The 200-year-old dispute over ownership of the Parthenon Marbles may soon end, following a report that secret talks between the British Museum and Greece to return the artworks are in “advanced stages.”
According to Ta Nea, the Athens newspaper which broke the news Saturday, George Osborne, the chair of the British Museum, and Kyriakos Mitsotakis, the Greek prime minister, met in London last week to discuss the fate of the 2,500-year-old marble relief panels, figures, and friezes.
The Art Newspaper reports that Osborne and Mitsotakis gave an address at the London School of Economics during which Mitsotakis said that the permanent return of the 2,500-year-old sculptures was “possible.”
“A win-win solution can be found that will result in the reunification of the Parthenon sculptures in Greece, while at the same time taking into account concerns that the British Museum may have,” Mitsotakis said.
Sources told Ta Nea that the secret discussions between leadership at the British Museum and members of Mitsotakis’ administration have taken place since November 2021. If an agreement is reached, the sculptures will return to Greece in early 2023, and will be exhibited in the new Acropolis Museum in Athens.
The sculptures, comprising fifteen metopes, seventeen pedimental figures, and a section of a frieze depicting a festival procession, were taken from Athens in 1801 by the Scottish diplomat Lord Elgin during the Ottoman occupation of Greece. Elgin sold them to the British government in 1816 and, for nearly two centuries, the sculptures have been housed in the British Museum as the centerpiece of its Greek galleries.
During the restitution debate, the U.K. government has maintained that decisions regarding the British Museum’s collection are outside of its legal purview. For its part, the museum has claimed that Ottoman leaders granted Elgin permission for the excavation, while Greece has rejected the notion that occupying powers have authority over cultural heritage.

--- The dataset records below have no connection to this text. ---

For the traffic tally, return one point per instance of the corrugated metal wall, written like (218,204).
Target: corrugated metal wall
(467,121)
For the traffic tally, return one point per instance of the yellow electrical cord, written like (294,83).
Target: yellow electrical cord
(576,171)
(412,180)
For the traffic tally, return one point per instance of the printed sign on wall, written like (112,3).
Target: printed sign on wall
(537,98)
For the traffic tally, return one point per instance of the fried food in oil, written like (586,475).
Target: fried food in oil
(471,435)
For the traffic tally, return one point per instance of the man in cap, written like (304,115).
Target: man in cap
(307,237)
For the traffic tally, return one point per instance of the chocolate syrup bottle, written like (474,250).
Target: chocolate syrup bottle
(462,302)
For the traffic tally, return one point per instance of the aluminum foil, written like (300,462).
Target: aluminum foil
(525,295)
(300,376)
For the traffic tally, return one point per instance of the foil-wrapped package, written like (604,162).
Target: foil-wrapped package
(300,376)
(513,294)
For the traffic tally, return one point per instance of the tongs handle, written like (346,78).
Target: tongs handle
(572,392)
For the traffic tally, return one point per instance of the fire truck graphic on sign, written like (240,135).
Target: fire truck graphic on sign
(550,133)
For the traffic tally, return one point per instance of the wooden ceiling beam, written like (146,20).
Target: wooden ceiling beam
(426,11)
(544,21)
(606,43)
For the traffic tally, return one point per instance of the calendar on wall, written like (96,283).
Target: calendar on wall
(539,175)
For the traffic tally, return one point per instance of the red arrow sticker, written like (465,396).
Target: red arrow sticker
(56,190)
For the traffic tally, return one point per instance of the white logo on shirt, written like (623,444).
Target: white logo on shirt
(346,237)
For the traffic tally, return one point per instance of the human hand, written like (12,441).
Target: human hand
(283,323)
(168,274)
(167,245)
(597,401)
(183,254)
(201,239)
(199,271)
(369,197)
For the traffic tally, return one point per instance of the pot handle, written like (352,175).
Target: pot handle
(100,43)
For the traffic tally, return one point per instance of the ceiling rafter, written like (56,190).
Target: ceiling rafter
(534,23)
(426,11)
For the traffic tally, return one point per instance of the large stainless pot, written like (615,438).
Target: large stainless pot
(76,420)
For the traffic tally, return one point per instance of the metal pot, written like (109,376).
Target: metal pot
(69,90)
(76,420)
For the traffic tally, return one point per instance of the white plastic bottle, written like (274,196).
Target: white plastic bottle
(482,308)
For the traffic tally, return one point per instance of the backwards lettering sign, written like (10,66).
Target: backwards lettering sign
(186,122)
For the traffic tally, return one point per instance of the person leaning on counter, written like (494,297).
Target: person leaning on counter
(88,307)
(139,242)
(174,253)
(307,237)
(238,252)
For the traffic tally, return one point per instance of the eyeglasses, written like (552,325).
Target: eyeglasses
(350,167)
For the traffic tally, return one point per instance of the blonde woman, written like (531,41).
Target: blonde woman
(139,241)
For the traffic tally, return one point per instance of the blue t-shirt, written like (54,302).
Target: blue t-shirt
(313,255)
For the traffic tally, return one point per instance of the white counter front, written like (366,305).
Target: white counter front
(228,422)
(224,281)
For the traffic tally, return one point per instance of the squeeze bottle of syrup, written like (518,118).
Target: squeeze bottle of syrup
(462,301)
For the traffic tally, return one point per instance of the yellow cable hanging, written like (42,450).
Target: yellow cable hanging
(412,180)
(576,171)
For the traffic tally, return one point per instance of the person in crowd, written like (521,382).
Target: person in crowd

The Greek government made its first formal request for the return of the Parthenon Marbles in 1983, which was rebuffed. The British Museum has recently faced pressure to acknowledge Greece’s claim to the marbles, as the conversation around the ownership of artworks looted during periods of colonization has shifted at museum around the world. Supporters of their return to Greece argue that the British Museum does not have the capability to ensure the sculptures’ preservation, following reports that aging infrastructure in the Greek galleries has caused water leaks and poor ventilation. In 2009, Greece unveiled a five-story glass-enclosed museum at the foot of the Acropolis custom-built for the display of ancient statuary.
A deal for the permanent return of the sculptures to Greece would be a sharp pivot in the British Museum’s stance. At the institution’s annual trustees’ dinner in November, Osborne said that while “long-term partnerships could be struck,” the restitution of the Parthenon Marbles or other artifacts taken during Britain’s imperial period to their countries of origin was not an option.
“We hear the voices calling for restitution,” he said, “but creating this global British Museum was the dedicated work of many generations. Dismantling it must not become the careless act of a single generation.”
In a statement released on Saturday, the British Museum said it was willing to “talk to anyone, including the Greek government” about a new Parthenon “partnership.”
The statement continued: “As the Chair of Trustees said last month, we operate within the law and we’re not going to dismantle our great collection as it tells a unique story of our common humanity. But we are seeking new positive, long term partnerships with countries and communities around the world, and that of course includes Greece.”